Linksextremismus: Gegen alles Mögliche. Für Gewalt.

Erstveröffentlicht: 
11.07.2016

Krawalle in Berlin, drastischer Anstieg von Gewalttaten bundesweit: Die linksextreme Szene in Deutschland wird aggressiver und brutaler. Was steckt dahinter?


Von Jörg Diehl

 

Die Berliner Hausbesetzer hatten sich ein Logo gebastelt, das an Eindeutigkeit kaum zu überbieten war: zwei gekreuzte Baseballschläger, umrankt von lodernden Flammen, und in der Mitte der Schriftzug: "Jede Räumung hat ihren Preis. R94."

 

Ort des Geschehens: die Rigaer Straße 94 im Berliner Stadtteil Friedrichshain. Die Bilanz des letzten Wochenendes nach offiziellen Angaben: 123 verletzte Polizisten, mehr als 100 eingeleitete Strafverfahren wegen schweren Landfriedensbruchs, Widerstands gegen Polizisten, Vermummung, versuchter Gefangenenbefreiung, gefährlicher Körperverletzung, Verstoßes gegen das Sprengstoffgesetz.

 

Ob der entstandene Sachschaden, den die "Autonomen Gruppen Berlin" bereits im Vorhinein auf zehn Millionen Euro als Strafe für den drohenden Polizeieinsatz angestrebt hatten, tatsächlich so hoch ausfiel, ist noch unklar. Jedenfalls wären die Rowdys "bundesweit für Zerstörungen dankbar" gewesen, wie sie bei "Indymedia" schon im Juni ankündigten.
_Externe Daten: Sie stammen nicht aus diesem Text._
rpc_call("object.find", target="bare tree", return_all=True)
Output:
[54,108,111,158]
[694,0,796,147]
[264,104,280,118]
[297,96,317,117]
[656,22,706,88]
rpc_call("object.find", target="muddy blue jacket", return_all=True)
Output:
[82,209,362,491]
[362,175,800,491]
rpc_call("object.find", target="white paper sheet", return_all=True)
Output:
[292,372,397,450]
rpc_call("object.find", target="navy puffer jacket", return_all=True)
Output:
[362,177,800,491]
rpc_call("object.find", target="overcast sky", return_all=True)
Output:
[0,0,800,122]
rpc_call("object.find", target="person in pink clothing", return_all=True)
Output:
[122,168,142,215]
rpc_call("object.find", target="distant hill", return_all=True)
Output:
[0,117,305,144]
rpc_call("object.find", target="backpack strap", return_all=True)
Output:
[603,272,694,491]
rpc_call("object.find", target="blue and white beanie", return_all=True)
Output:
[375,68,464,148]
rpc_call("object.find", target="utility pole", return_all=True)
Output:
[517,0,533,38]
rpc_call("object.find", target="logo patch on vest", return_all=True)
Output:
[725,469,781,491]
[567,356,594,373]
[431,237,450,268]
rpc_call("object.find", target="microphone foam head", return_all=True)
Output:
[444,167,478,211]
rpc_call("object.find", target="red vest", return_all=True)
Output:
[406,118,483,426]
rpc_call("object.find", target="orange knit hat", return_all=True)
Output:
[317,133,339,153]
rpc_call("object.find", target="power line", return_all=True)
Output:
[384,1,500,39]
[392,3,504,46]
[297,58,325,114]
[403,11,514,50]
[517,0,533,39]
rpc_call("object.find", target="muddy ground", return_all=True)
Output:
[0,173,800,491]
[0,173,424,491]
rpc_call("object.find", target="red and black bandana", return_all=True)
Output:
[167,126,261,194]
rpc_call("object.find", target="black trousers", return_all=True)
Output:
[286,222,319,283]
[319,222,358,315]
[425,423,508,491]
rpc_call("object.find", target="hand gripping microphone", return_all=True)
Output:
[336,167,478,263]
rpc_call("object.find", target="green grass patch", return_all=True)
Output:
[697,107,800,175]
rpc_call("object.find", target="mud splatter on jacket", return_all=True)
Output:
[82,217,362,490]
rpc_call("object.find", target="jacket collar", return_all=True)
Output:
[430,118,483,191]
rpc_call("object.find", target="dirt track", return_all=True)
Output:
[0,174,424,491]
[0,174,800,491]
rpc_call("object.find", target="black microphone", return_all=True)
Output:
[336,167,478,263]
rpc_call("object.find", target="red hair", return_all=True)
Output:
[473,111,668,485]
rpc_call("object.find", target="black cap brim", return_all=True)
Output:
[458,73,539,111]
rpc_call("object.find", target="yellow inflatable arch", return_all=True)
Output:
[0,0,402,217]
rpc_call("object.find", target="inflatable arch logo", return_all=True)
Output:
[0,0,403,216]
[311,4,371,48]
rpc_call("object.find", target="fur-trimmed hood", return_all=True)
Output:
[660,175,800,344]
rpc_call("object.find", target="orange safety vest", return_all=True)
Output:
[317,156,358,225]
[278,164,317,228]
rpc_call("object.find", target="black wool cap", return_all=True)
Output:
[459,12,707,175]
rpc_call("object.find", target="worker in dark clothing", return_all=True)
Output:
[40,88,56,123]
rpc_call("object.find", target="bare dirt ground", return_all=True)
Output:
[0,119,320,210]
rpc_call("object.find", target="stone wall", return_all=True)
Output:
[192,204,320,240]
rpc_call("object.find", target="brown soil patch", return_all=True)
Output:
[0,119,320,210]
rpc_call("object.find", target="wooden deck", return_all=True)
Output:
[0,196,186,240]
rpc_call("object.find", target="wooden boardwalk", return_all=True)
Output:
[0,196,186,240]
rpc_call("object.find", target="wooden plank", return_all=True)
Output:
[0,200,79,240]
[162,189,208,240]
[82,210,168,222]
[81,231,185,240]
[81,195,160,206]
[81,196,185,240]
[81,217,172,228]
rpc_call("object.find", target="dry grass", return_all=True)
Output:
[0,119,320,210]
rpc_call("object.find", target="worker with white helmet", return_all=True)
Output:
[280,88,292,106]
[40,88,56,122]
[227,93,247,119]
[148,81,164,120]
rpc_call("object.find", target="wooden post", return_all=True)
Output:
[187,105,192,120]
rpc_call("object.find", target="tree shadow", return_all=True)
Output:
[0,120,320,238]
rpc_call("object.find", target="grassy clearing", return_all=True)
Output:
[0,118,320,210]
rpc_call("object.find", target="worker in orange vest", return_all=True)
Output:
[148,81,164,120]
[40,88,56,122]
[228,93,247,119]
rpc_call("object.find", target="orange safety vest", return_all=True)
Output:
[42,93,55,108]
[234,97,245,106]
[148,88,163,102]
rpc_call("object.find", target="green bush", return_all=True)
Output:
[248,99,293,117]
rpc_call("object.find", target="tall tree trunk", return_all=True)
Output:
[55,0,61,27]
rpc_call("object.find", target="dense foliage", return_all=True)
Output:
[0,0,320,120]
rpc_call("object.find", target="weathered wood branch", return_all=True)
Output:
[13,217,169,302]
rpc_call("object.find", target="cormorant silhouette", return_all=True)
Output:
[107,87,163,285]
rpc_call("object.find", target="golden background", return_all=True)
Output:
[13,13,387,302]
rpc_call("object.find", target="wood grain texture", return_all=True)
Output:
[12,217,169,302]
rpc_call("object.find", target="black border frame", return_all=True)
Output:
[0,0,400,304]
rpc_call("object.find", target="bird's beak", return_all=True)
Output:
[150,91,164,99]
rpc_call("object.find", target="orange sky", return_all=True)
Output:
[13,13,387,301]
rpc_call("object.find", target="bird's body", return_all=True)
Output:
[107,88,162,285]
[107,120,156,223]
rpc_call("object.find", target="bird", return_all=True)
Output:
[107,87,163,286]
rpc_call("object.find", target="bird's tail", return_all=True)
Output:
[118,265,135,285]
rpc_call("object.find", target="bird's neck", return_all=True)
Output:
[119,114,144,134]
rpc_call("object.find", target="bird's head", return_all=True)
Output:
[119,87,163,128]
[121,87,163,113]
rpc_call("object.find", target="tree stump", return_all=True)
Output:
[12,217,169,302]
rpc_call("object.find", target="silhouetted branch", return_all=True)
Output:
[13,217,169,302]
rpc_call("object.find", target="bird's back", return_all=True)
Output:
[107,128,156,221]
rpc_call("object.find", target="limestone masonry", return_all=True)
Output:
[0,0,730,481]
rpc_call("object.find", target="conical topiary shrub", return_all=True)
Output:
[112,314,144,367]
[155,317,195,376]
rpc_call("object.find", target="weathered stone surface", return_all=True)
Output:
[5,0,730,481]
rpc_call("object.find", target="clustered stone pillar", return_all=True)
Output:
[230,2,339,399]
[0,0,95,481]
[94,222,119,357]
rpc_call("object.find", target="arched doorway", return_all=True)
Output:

Allein: Die erwünschten Formen des Solidaritätsvandalismus blieben nach bisherigen Erkenntnissen der Polizei am Wochenende weitgehend aus.

 

So tobte der Mob nur in Berlin. Dort wüteten Gewaltbereite unter den etwa 2000 Protestlern und attackierten Beamte mit Flaschen, Steinen und Böllern. Schaufensterscheiben gingen zu Bruch, Streifenwagen wurden demoliert. "Wir werden weiterhin aktiv sein, um Berlin ins Chaos zu stürzen", teilte die Szene hinterher mit. Die Ziele seien klar: "Der Senat rund um Henkel (gemeint ist der Berliner Innensenator Frank Henkel, - d. Red.), die Schweine (gemeint sind Polizisten, - d. Red.), Nazis, Gentrifizierung und der Kapitalismus an sich." Gegen alles Mögliche, für Gewalt.

 

Und dabei taugt das Mehrfamilienhaus in der Rigaer Straße, als "R94" bezeichnet, durchaus zu einem neuen Symbol des autonomen Milieus. "Da wächst eine neue linksterroristische Szene heran, die R94 als Rechtfertigung für weitere schwerste Straftaten nutzen könnte", befürchtet der Vorsitzende der Deutschen Polizeigewerkschaft, Rainer Wendt. "Parallelen zu den Auseinandersetzungen in der Hamburger Hafenstraße drängen sich geradezu auf."

 

Nach Einschätzung Wendts greifen Linksextremisten nicht mehr nur Polizisten als Repräsentanten des Staats an, auch Bürger würden immer wieder Opfer von Straftaten, etwa wenn ihre Autos angezündet würden. "Es geht darum, Angst und Schrecken in der Bevölkerung zu verbreiten. Ich nenne das Straßenterror", so Wendt.

 

"Die Täter nehmen den Tod von Menschen billigend in Kauf"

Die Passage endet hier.